Is what you can see as important as what you don’t see? You can’t see what others have done to my body. The pain they have inflicted. I’ve had my womanhood removed to the point where I don’t feel as physically exposed as I do emotionally. The words I have chosen to share are raw and uncovered. Far more than a naked body can ever be. I want you to see what can’t be seen.
For some of us, our bodies have been abused by the people around us. Be that intimate partners, medical staff, or careless support workers. We’ve been touched without being touched, and we’ve been intimate without being intimate. We’ve had our motherhood dissected, stripped bare, doubted and questioned. And in the face of all this, we have been resilient. Not inspiring, not stubborn, not proud, or furiously independent. Just resilient.

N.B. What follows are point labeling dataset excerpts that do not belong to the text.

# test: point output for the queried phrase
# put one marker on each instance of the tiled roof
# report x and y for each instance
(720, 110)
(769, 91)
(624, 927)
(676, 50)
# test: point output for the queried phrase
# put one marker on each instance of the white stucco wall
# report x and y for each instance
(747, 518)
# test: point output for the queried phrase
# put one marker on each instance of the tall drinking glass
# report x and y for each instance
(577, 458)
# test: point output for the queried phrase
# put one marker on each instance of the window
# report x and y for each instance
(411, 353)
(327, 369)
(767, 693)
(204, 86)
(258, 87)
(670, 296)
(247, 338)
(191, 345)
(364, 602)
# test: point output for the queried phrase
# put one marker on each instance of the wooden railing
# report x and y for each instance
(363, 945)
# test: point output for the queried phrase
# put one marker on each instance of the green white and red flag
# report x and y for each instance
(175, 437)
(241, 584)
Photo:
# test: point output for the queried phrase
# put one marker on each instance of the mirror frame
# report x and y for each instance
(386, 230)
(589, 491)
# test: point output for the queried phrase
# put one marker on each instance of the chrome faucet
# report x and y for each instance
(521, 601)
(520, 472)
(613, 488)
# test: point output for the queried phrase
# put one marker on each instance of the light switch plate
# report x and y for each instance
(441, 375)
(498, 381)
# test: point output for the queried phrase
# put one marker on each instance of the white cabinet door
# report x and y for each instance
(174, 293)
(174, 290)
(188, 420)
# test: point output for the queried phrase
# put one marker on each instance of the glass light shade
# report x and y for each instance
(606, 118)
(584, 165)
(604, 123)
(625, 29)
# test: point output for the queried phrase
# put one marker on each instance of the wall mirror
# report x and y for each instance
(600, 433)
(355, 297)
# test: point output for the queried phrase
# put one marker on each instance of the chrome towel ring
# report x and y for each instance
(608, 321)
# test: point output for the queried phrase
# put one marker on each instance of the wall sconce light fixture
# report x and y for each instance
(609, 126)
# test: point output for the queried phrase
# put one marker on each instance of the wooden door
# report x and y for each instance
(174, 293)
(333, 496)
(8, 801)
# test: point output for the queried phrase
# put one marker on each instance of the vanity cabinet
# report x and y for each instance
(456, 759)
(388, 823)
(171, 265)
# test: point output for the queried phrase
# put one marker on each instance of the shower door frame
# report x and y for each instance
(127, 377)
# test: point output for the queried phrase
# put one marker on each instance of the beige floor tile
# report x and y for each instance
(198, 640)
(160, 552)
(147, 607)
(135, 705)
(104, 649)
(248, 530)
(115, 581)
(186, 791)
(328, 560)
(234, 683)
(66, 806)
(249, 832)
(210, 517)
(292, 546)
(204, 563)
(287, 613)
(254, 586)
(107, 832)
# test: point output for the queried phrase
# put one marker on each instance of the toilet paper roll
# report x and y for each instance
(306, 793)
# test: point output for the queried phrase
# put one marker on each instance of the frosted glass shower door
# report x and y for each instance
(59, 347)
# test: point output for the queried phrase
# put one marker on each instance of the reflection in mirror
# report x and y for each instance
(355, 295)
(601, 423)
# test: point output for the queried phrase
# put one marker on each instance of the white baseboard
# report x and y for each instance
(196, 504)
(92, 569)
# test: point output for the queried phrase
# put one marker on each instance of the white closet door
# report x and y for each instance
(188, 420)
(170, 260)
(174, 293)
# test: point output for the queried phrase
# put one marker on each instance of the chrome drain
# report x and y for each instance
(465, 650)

As I sit vulnerably before you naked and exposed, I don’t feel either of these. My disability, my body, my skin, my breasts (or lack there of) are not what expose me, or makes me vulnerable. But I am both of these things and none of these things depending on how you see me. Don’t see me for my parts, my body, or my disability. See me for who I am. A woman. A mother. A lover. Beautifully vulnerable. Beautifully exposed.
Intimacy has been a journey, one I’m still on. It exists in my mind, connected to my body when I choose it to be. It’s not something that someone can take. I can disconnect while being showered by a support worker, and I can reconnect when I lay in bed beside my partner falling asleep. I’ve found joy in being intimate, and how to enjoy my body for myself. My body isn’t an object to be used by others. True intimacy comes without strings attached. I control when I let people in, and I control when I choose to close them out.
I hope this one image can help you to redefine your concept of vulnerability. Re-evaluate your perception of disability. And re-think your understanding of intimacy.